Take the case of Tarek Mahanna, for example. Federal prosecutors brought material-support charges against the Pennsylvania-born man in 2009 for providing assistance to Al Qaeda. That assistance, according to prosecutors, came in the form of translating publicly available Al Qaeda documents into English. Prosecutors cast Mahanna as an Al Qaeda media operative who tried but failed to receive training during a 2004 Yemen trip; defense attorneys disputed this portrayal and said he traveled there in hopes of obtaining a religious education. He received a 17-and-a-half year prison sentence in 2012.
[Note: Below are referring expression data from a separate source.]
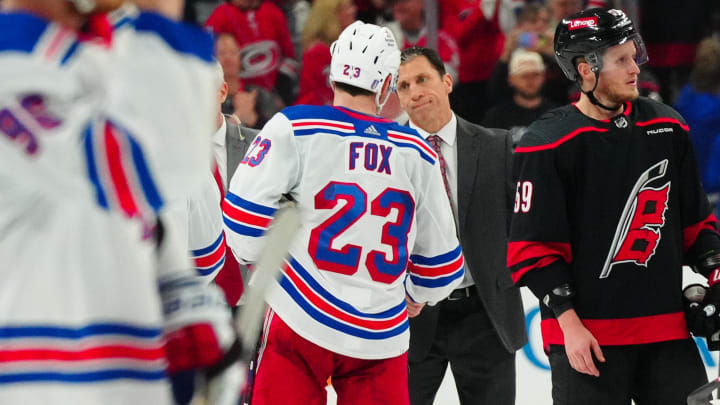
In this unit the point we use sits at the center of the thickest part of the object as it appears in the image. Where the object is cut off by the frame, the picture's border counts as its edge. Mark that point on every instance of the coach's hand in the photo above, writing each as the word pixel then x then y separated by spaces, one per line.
pixel 414 308
pixel 580 344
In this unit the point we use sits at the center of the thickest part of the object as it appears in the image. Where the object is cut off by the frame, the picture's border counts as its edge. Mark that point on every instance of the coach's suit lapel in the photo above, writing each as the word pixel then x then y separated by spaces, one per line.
pixel 234 149
pixel 468 152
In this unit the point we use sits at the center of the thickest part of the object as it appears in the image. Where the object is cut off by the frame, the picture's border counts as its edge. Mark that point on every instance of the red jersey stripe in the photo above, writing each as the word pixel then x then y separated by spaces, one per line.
pixel 560 141
pixel 624 331
pixel 120 184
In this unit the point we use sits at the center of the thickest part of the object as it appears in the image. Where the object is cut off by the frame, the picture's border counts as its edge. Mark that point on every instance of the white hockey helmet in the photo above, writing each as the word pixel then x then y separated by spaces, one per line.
pixel 363 56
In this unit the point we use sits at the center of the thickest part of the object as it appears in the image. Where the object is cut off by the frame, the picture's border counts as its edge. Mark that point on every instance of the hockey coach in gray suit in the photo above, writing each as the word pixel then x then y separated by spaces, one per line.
pixel 478 328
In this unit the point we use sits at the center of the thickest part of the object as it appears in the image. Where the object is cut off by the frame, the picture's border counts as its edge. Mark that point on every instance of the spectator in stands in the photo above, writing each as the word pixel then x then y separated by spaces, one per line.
pixel 699 104
pixel 672 31
pixel 326 21
pixel 296 13
pixel 526 77
pixel 261 31
pixel 476 29
pixel 249 103
pixel 409 30
pixel 531 33
pixel 560 9
pixel 372 11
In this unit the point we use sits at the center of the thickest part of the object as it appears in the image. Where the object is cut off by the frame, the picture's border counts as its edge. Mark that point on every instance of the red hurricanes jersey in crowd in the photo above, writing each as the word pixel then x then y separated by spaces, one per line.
pixel 314 76
pixel 615 209
pixel 263 37
pixel 447 48
pixel 480 39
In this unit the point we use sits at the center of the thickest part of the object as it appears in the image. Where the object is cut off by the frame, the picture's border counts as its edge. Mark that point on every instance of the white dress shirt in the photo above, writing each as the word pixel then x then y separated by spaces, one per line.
pixel 448 148
pixel 220 152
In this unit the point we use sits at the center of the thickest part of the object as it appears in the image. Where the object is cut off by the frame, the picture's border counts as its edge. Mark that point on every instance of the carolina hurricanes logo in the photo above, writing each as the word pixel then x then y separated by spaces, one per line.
pixel 638 231
pixel 260 58
pixel 588 22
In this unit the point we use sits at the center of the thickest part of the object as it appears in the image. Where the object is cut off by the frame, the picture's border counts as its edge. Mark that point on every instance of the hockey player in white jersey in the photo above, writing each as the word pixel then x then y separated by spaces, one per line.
pixel 376 227
pixel 95 298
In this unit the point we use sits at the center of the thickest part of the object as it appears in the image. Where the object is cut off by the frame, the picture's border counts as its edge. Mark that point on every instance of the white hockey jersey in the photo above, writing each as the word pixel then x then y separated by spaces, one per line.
pixel 94 136
pixel 376 224
pixel 200 218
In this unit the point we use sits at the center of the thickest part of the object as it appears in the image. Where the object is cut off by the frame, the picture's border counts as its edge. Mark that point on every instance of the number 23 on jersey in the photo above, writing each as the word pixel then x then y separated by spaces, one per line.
pixel 346 259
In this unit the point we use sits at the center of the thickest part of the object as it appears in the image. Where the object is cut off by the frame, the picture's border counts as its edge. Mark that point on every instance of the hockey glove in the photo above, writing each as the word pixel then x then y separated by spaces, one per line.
pixel 702 309
pixel 199 337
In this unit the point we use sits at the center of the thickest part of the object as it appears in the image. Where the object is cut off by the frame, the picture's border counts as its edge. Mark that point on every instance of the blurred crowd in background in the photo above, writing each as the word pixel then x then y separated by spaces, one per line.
pixel 276 53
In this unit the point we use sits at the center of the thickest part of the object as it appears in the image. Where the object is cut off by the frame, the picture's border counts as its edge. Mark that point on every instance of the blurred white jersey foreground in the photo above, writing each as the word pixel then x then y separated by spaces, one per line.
pixel 96 132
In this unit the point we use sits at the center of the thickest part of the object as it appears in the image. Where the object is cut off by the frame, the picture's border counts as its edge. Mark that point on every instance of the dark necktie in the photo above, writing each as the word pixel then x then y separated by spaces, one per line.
pixel 436 142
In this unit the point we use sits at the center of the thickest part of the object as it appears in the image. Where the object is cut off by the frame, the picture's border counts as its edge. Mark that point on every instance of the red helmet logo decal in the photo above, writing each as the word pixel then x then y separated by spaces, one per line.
pixel 587 22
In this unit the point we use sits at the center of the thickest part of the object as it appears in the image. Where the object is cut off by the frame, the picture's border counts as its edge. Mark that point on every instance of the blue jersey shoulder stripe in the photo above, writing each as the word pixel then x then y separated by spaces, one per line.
pixel 86 377
pixel 152 195
pixel 183 38
pixel 20 31
pixel 92 169
pixel 301 112
pixel 440 259
pixel 210 270
pixel 337 325
pixel 249 205
pixel 38 331
pixel 300 270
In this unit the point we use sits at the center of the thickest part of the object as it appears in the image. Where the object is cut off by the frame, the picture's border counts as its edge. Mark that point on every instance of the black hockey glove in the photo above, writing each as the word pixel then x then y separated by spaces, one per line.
pixel 702 309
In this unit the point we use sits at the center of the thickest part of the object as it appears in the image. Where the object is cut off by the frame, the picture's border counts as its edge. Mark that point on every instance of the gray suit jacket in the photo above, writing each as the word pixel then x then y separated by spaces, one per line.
pixel 237 142
pixel 485 198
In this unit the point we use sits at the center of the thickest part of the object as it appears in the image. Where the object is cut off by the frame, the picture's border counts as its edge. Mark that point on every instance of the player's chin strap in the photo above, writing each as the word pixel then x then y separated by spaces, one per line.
pixel 591 94
pixel 380 104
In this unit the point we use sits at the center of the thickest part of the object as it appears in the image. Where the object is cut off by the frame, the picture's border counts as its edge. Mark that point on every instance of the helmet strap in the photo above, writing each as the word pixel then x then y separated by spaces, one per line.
pixel 381 103
pixel 594 100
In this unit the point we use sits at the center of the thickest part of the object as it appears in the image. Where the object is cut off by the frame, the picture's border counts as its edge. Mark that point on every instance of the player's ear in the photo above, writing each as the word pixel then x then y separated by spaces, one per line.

While Mahanna expressed verbal support for Osama bin Laden’s cause at times, the ACLU noted in 2012 that prosecutors offered no evidence that he was in communication with Al Qaeda or acted at the organization’s behest. His conviction rested on the theory that he had advanced their cause simply by translating their texts. That expansive interpretation raises serious First Amendment questions about drawing the line between learning about extreme ideologies and aiding their violent expression. Would 8chan trolls face similar charges for sharing white-nationalist memes? Would distributing PDFs of The Turner Diaries cross the line?
The absence of a federal domestic-terrorism law hasn’t let white-nationalist terrorists go unpunished when they’re captured alive. Federal prosecutors successfully brought hate crime charges against Dylann Roof for murdering nine black parishioners at a Charleston church in 2015. Robert Bowers, who allegedly killed eleven Jewish congregants at a Pittsburgh synagogue last year, faces trial on 44 counts ranging from firearm-related charges to obstructing the free exercise of religion through violence. And even if federal jurisdiction offers few solutions in future cases, state prosecutors could still bring murder charges under state laws. More narrow federal statutes may yet be worth pursuing—so long as they don’t raise more problems than they aim to solve.